Bob Marley's story


Bob Marley has sold over 200 million records worldwide (it is the largest seller of reggae records of history).

Biography


Robert Nesta Marley Aka Bob Marley was born February 6, 1945 (date on his passport but not officially confirmed as the government of Jamaica can not give birth) at Rhoden Hall near Nine Miles in St. Ann Parish (Jamaica ).
He died May 11, 1981 of a generalized cancer, a tumor in the left foot spotted after an accident during a football game with friends (his doctors repeatedly offered amputation because he refuses of his religion).

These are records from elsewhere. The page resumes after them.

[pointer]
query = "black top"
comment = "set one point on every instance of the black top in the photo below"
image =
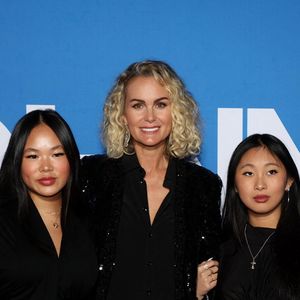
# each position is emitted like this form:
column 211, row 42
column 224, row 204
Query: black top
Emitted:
column 144, row 253
column 29, row 266
column 237, row 280
column 195, row 201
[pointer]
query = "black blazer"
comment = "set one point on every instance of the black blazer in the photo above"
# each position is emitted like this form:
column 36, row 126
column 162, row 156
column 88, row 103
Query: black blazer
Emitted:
column 197, row 217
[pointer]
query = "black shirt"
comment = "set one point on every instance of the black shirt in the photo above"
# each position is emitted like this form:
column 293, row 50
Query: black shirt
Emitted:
column 145, row 253
column 29, row 265
column 237, row 280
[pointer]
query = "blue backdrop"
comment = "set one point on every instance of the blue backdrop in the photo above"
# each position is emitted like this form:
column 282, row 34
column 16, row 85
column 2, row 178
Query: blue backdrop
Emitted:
column 239, row 58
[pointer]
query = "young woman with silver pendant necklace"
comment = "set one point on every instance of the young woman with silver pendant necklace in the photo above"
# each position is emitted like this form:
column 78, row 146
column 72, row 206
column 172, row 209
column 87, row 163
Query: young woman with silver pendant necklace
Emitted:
column 261, row 223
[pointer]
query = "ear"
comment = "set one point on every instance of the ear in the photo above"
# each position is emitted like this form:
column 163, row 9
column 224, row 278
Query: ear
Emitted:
column 236, row 190
column 289, row 183
column 124, row 120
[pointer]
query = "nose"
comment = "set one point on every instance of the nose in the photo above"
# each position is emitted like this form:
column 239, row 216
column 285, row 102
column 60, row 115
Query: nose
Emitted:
column 260, row 184
column 45, row 165
column 150, row 115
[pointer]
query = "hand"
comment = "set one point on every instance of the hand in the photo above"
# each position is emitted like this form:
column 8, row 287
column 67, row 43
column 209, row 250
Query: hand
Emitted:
column 207, row 277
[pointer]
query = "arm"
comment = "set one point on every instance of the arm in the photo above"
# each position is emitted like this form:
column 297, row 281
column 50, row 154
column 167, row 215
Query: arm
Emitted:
column 206, row 277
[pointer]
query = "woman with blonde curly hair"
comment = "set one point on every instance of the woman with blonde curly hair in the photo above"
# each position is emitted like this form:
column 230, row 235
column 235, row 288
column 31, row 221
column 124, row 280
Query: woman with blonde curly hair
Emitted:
column 156, row 213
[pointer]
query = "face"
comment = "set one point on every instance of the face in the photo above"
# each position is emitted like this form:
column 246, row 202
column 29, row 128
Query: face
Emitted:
column 45, row 168
column 261, row 180
column 147, row 113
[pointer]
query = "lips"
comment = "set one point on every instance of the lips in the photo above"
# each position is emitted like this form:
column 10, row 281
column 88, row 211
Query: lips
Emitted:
column 261, row 198
column 149, row 129
column 46, row 181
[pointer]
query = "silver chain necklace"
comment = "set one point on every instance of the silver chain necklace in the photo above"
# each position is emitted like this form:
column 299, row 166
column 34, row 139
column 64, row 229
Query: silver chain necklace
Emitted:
column 253, row 262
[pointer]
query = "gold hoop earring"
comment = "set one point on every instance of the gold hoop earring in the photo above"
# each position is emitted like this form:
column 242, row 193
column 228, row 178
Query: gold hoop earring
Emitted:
column 126, row 137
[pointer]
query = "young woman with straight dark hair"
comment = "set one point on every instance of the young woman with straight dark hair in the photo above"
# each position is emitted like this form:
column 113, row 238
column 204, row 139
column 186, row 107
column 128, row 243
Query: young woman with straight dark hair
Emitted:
column 45, row 248
column 261, row 223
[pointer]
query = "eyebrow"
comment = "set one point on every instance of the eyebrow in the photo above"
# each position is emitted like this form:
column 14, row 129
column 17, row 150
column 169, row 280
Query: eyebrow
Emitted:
column 156, row 100
column 266, row 165
column 36, row 150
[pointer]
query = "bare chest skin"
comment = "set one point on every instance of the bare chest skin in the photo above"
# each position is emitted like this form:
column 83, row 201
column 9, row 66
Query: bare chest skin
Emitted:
column 156, row 192
column 55, row 233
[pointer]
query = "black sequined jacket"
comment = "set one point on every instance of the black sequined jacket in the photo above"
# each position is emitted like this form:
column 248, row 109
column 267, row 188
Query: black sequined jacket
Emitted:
column 197, row 217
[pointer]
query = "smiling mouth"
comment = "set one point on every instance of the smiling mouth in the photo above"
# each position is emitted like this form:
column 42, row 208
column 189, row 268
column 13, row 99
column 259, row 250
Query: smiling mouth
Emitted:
column 149, row 129
column 261, row 198
column 47, row 181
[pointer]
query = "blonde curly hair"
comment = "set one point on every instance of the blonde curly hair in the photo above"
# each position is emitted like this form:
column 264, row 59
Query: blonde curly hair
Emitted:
column 185, row 138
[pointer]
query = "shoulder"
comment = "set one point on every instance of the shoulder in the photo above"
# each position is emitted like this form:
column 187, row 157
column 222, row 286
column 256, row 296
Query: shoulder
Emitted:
column 98, row 165
column 199, row 174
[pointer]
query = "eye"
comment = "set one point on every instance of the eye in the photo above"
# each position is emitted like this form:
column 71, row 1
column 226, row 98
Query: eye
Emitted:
column 59, row 154
column 161, row 104
column 31, row 156
column 137, row 105
column 247, row 173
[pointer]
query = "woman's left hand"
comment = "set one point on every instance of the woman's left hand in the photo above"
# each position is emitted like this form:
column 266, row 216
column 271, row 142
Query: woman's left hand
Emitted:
column 207, row 277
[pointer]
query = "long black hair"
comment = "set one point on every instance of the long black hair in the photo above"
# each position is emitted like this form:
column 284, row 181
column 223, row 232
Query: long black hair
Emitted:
column 235, row 214
column 12, row 185
column 287, row 234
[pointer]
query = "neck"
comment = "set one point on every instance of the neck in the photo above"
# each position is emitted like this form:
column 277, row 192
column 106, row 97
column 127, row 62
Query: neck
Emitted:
column 263, row 221
column 152, row 160
column 48, row 206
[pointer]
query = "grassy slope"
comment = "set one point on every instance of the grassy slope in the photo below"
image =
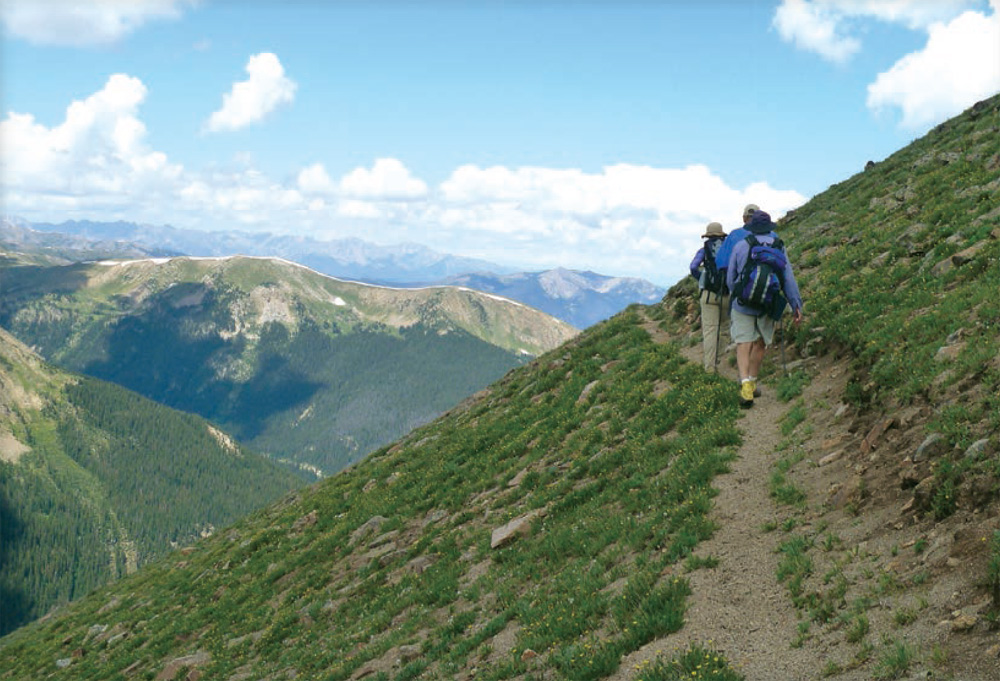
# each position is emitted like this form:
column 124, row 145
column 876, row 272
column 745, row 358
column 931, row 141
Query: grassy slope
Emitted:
column 619, row 474
column 613, row 440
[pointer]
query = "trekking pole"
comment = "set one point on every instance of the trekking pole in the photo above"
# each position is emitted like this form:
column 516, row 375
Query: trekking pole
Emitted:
column 781, row 329
column 718, row 335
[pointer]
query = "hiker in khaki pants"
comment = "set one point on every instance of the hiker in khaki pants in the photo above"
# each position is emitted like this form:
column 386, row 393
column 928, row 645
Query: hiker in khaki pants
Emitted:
column 712, row 295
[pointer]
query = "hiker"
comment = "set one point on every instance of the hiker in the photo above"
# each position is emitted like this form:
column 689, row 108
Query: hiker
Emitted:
column 713, row 296
column 759, row 297
column 738, row 234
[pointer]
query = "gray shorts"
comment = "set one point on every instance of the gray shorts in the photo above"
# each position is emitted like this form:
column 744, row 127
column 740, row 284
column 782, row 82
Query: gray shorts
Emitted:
column 745, row 328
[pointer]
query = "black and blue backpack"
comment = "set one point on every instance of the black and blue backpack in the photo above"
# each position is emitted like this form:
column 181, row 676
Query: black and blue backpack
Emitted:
column 714, row 279
column 760, row 283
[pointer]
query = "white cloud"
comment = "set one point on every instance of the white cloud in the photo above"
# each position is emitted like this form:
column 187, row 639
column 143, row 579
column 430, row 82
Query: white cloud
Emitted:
column 631, row 219
column 75, row 23
column 623, row 220
column 315, row 180
column 252, row 99
column 812, row 26
column 959, row 65
column 825, row 26
column 99, row 150
column 388, row 180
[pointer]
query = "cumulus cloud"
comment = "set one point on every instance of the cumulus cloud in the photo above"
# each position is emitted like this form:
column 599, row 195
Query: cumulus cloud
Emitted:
column 315, row 180
column 96, row 154
column 74, row 23
column 388, row 180
column 959, row 65
column 827, row 27
column 814, row 27
column 626, row 219
column 252, row 99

Bob Marley was born of a Jamaican black mother aged 17 years, Cedella Marley Booker, Malcolm born, and a white English-born father, Captain of the Navy and aged about fifty years, Norval Marley it has very little known. Norval Marley's parents refused to accept apparently not his affair with a black woman, and Norval, described by Cedella like a nice man, but of weak character, was rejected by his family.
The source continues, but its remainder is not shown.